Onstage, the Afghan Whigs doesn't stray far from the tightly knit, sharply delivered approach found on its records.
Onstage, the Afghan Whigs doesn’t stray far from the tightly knit, sharply delivered approach found on its records.
What makes the Cincinnati four-piece a strong live attraction, though, is the boiling intensity found between the lines, where singer Greg Dulli often hides extreme pain, loneliness and frustration.
One of the most anticipated debuts from the major label Class of ’93 was the band’s “Gentlemen,” its first for Elektra following two fine sets for Sub Pop.
The band’s cozy blend of soulful, almost-grunge-meets-middle-America roots rock has started showing up on playlists of a growing number of commercial radio and video outlets, including MTV, which is giving clip “Debonair,” a song about physical abuse and domestic violence, regular airings.
In “What Jail Is Like,” one of the 75-minute show’s more striking songs, singer Dulli uses imprisonment as an appropriate metaphor for the feeling of entrapment in an unhealthy relationship: “I’ll warn you, if cornered, I’ll scratch my way out of the pen.”
Dulli’s demeanor remains calm, even while he delivers words of desperation.

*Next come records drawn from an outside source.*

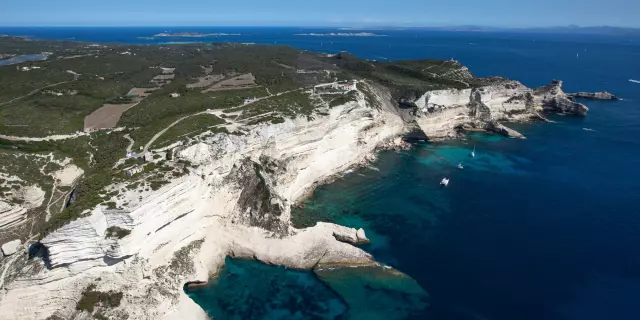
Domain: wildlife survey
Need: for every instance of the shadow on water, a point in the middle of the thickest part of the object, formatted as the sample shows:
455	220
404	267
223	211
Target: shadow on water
247	289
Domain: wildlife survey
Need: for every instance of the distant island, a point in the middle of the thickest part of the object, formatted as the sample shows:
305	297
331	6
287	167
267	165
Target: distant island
341	34
195	34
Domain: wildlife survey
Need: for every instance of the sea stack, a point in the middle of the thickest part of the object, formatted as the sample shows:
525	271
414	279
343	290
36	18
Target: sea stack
601	95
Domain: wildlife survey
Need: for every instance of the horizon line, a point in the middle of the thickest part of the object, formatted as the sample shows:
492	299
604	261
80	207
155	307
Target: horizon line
320	26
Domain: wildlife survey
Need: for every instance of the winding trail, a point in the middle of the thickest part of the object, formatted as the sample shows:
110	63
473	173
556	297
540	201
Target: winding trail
34	92
160	133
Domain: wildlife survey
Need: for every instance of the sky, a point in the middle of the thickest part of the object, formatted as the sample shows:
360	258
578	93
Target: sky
348	13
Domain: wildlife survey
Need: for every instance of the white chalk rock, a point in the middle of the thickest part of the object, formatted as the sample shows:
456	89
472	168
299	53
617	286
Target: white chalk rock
361	236
11	247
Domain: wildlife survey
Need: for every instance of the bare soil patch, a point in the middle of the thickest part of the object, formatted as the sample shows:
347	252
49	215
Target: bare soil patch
206	81
240	82
106	117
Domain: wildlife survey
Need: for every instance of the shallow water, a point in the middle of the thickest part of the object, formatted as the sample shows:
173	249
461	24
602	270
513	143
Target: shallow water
24	58
542	228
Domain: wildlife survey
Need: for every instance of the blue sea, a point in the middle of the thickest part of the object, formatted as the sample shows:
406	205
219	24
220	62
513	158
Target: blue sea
542	228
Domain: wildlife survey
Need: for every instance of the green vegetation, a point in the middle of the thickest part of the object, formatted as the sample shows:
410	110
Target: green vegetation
289	105
110	148
117	232
92	299
344	98
191	126
408	79
77	79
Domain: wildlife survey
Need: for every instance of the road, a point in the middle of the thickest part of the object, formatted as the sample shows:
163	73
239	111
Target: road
160	133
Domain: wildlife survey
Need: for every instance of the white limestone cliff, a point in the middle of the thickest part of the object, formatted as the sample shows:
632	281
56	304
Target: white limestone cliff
236	202
441	112
215	211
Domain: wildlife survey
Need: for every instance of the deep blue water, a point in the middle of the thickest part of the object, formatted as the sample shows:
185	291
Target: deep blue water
545	228
19	59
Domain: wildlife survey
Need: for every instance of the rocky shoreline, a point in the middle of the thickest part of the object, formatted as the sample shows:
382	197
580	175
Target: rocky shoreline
237	197
602	95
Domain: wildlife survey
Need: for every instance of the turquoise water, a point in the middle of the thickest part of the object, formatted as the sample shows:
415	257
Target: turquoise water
542	228
19	59
248	290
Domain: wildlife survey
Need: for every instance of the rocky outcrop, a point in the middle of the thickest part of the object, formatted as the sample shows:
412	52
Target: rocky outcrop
11	247
441	113
235	201
602	95
503	130
11	215
553	99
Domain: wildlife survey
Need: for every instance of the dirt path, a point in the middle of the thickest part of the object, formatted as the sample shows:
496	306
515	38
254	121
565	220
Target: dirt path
6	267
37	90
157	135
131	142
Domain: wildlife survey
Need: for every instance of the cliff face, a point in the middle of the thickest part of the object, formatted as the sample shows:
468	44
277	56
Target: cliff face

Elsewhere, “I’m Her Slave,” with its contrasting funk rhythms and punk drive, the catchy “Debonair” and the painful rage of “Fountain and Fairfax” were show’s highlights. Older material, such as “Retarded” and “You, My Flower,” also scored well with the over-capacity crowd.
Like Pearl Jam’s Eddie Vedder, Dulli uses disarming lyrics anda disturbing sense of emotional control to dominate the attention of his audience. As the band develops its own sound, a feat nearly accomplished on “Gentlemen,” expect the Whigs to move out of the club circuit and into a much bigger spotlight.